FTA unterstützt Ausnahme-Nachwuchstalente


Schon gewusst? Immer wieder unterstützt die FTA junge Nachwuchstalente bei der Realisation von Filmprojekten. Gerade feiern zwei Projekte Premiere, die mit unglaublich viel Engagement neben der Ausbildung zum Mediengestalter Bild & Ton bei der Bavaria Film GmbH in Eigenregie entstanden sind. Wir sind begeistert und stellen die Projekte und die beiden Ausnahmetalente vor. 


Fünf Jahre










realisiert von Christina Schmid

Dreh: August 2017, 90 Min.

Premiere: 28. April 2019, Filmtheater am Sendlinger Tor, München

Die Journalistin Elisa Böhm lebt mit ihrem 10-jährigen Sohn Luca in München.
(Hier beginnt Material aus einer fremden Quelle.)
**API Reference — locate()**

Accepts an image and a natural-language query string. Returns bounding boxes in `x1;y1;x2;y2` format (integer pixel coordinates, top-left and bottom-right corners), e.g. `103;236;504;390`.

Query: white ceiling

Als der angesehene Politiker Edgar Wolff von Berlin nach München kommt, um dort sein neues Amt anzutreten, ändert sich für Elisa und Luca alles. Elisa und Edgar haben eine gemeinsame Vergangenheit, die beide geheim gehalten haben. Dafür ist Edgar auch bereit, alles zu riskieren. Elisa versucht Edgars falsches Spiel aufzudecken. Der Streit zwischen Edgar und Elisa eskaliert. Wird sie endlich mit der ganzen Wahrheit herausrücken oder weiterhin das Leben ihres Sohnes gefährden?


Bobby Braun






realisiert von Jonas Steinacker
Dreh: August 2018, 15 Min.
Premiere: 26. April 2019, ARRI V1 Kino auf dem Bavaria Film Gelände, Geiselgasteig

Deutschland in den 60er Jahren. Bobby Braun ist neu in der Stadt und er ist schwarz. Linda ist weiß und arbeitet in einem benachbarten Café. Beide fühlen sich zueinander hingezogen. Lindas Vater Franz steckt seit dem Tod seiner Frau, die er sehr geliebt hat, in finanziellen Schwierigkeiten. Das Café ist in seiner Existenz bedroht, er muss sich um Linda allein kümmern und dann kommt auch noch ein Schwarzer und will ihm seine Tochter wegnehmen. Das ist zuviel für ihn, der Albtraum scheint kein Ende zu nehmen... aber auch Bobby träumt schlecht.


... wir haben nachgefragt

Wie kam es zu der Idee während der Ausbildung einen eigenen Film auf die Beine zu stellen?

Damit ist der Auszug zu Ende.